Re: Assertion failure when autovacuum drops orphan temp indexes.

From
Masahiko Sawada
Date:
On Sun, Oct 27, 2024 at 5:50 PM Michael Paquier <michael@paquier.xyz> wrote:
>
> On Sun, Oct 27, 2024 at 05:19:45PM -0700, Masahiko Sawada wrote:
> > my $psql1 = $node->interactive_psql('postgres');
> > $psql1->query("create temp table test (a int primary key);");
> > sleep(3);
> >
> > $node->stop('immediate');
> > $node->start();
> > $node->safe_psql('postgres', 'select 1');
> >
> > sleep(5);
> > $node->safe_psql('postgres', 'select 1');
> >
> > ok(1);
> > done_testing();
>
> The assertion failure happens in an autovacuum worker.  So if you are
> looking for a test that can be integrated in the tree, you could get
> some inspiration from 006_signal_autovacuum.pl and rely on an
> injection point wait with the existing autovacuum-worker-start.  My
> 2c, as it looks easy enough to avoid the hardcoded waits.
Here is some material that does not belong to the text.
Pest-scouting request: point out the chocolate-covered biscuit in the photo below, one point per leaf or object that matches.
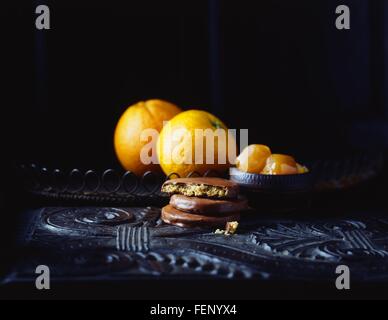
(202, 187)
(182, 219)
(207, 206)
Thank you for your suggestion. IMHO I'm not sure we need to have a
regression test for this bug as it's just an oversight of recently
committed code. My suggestion was just to help Stepan reproduce this
failure using TAP tests.

Regards,

--
Masahiko Sawada
Amazon Web Services: https://aws.amazon.com



Re: Assertion failure when autovacuum drops orphan temp indexes.

From
Stepan Neretin
Date:

Thank you for your suggestion. IMHO I'm not sure we need to have a
regression test for this bug as it's just an oversight of recently
committed code. My suggestion was just to help Stepan reproduce this
failure using TAP tests.


Yes, I have reproduced the issue manually before your changes, but I am unable to do so in the perl test.
Best Regards, Stepan Neretin!

Re: Assertion failure when autovacuum drops orphan temp indexes.

From
Nathan Bossart
Date:
On Sun, Oct 27, 2024 at 09:36:38PM -0700, Masahiko Sawada wrote:
> Thank you for your suggestion. IMHO I'm not sure we need to have a
> regression test for this bug as it's just an oversight of recently
> committed code.

Agreed.  FWIW cfbot seems to catch this already (CTRL+F for "index_drop" in
the highlights page [0]), and I saw it on my laptop shortly after the issue
was reported.

[0] http://cfbot.cputube.org/highlights/all.html

-- 
nathan



Re: Assertion failure when autovacuum drops orphan temp indexes.

From
Nathan Bossart
Date:
Committed.

-- 
nathan